Acteon cretacea

Scientific classification
- Kingdom: Animalia
- Phylum: Mollusca
- Class: Gastropoda
- Superfamily: Acteonoidea
- Family: Acteonidae
- Genus: Acteon
- Species: †A. cretacea
- Binomial name: †Acteon cretacea Gabb, 1862
- Synonyms: † Acteon forbesiana Whitfield, 1892

= Acteon cretacea =

- Genus: Acteon (gastropod)
- Species: cretacea
- Authority: Gabb, 1862
- Synonyms: † Acteon forbesiana Whitfield, 1892

Extinct species of gastropods

Acteon cretacea is an extinct species of sea snail, a marine gastropod mollusc in the family Acteonidae.

==Description==
(Original description) The subglobose spire is elevated. It contains five convex whorls, sloping on the sides and obliquely truncated above. The body whorl is sub-compressed, most convex above, its width about equal to the length of the aperture. The aperture is narrowed above, wide below and rounded anteriorly. There are two folds on the columella: the upper one heavy and rounded, the lower or anterior one, obsolete.

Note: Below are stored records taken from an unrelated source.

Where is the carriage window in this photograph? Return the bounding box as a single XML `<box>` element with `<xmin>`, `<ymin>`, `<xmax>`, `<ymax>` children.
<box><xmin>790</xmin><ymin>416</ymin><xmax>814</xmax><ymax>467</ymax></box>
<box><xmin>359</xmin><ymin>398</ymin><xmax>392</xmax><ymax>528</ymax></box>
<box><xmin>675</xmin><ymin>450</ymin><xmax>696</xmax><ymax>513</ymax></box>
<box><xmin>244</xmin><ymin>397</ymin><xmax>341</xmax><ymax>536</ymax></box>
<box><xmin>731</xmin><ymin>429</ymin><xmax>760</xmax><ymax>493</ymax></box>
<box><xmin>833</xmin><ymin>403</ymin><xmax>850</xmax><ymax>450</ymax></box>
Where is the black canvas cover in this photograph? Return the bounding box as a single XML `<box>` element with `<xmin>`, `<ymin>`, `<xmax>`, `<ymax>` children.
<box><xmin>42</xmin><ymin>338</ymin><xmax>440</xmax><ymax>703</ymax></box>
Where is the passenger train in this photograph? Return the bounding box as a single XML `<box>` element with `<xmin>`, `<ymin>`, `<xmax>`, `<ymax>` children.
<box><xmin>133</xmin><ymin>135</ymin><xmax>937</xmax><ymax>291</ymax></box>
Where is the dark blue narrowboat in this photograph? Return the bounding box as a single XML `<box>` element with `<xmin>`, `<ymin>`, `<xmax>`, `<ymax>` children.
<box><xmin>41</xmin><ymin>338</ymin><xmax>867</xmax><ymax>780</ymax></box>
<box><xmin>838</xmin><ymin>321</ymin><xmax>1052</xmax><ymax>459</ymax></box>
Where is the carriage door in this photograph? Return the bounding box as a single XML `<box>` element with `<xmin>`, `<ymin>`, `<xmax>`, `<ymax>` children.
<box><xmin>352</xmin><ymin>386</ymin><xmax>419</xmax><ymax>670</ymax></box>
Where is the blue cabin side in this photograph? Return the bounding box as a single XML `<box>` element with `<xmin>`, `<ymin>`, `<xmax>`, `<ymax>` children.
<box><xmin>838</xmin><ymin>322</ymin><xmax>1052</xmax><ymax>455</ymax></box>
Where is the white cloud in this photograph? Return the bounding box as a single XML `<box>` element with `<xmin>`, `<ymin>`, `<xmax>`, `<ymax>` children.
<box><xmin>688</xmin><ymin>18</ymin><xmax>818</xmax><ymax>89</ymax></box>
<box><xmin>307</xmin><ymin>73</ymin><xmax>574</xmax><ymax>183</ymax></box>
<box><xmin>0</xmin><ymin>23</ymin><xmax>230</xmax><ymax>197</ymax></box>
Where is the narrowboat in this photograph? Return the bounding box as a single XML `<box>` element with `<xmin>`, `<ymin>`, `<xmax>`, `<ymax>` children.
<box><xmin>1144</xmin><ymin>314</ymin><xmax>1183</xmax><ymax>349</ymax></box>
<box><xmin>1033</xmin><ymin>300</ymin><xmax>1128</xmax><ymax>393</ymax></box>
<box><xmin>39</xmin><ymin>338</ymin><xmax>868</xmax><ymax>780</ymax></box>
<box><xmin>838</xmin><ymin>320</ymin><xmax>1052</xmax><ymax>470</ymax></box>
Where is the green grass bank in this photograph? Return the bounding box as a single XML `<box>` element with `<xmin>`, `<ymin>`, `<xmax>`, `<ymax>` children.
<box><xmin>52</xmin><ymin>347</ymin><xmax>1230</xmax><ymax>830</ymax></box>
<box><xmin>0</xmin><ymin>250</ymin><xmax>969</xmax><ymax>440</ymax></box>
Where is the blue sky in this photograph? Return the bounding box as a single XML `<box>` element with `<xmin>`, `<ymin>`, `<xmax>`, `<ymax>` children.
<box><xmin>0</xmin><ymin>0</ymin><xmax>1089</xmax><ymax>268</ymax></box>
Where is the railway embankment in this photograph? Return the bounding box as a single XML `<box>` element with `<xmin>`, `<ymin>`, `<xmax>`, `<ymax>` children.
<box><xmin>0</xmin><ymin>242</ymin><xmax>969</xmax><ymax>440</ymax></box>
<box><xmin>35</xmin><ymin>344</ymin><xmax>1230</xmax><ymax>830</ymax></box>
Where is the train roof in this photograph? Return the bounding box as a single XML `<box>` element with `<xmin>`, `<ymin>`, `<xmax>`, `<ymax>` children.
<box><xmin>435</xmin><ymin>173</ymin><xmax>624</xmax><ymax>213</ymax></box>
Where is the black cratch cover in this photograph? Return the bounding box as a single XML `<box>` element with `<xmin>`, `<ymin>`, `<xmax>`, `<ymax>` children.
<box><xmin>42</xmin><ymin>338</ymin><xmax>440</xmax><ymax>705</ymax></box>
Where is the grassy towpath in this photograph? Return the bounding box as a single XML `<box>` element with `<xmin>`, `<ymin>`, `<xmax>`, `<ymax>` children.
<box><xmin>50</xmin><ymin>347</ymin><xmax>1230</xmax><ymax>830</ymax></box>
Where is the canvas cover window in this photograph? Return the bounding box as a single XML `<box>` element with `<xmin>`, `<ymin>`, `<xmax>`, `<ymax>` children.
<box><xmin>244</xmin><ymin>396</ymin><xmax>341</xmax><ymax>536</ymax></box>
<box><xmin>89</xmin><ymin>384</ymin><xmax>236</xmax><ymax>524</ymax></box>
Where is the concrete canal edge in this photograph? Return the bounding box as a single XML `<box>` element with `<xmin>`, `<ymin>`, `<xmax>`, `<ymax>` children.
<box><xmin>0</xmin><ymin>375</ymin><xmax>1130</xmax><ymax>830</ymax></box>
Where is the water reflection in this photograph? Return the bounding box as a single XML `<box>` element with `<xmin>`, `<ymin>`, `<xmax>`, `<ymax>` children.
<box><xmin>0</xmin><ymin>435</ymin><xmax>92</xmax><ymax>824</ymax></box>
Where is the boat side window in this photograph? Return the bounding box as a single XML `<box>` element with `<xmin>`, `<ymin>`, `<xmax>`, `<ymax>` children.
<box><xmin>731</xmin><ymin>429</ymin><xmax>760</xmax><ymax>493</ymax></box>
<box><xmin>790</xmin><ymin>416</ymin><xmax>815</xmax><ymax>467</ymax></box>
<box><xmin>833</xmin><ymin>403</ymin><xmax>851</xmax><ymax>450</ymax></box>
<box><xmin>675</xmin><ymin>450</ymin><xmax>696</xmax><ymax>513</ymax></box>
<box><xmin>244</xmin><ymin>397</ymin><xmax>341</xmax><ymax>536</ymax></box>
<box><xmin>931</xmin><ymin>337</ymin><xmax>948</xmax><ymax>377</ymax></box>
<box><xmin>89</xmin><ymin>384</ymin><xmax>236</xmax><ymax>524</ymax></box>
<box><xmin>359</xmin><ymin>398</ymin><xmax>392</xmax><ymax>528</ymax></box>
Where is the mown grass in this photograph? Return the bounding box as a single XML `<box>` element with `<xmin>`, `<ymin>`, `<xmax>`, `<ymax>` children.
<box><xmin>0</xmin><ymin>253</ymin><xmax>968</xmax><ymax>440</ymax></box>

The columellar edge of the body whorl in one of the casts is marked by acute-angular striae, one branch extending directly upwards on the outside of the whorls (inside of the shell), and soon becoming obsolete. The other branch runs into the columellar cavity.

==Distribution==
Fossils of this marine species have been found in Cretaceous strata in New Jersey, USA.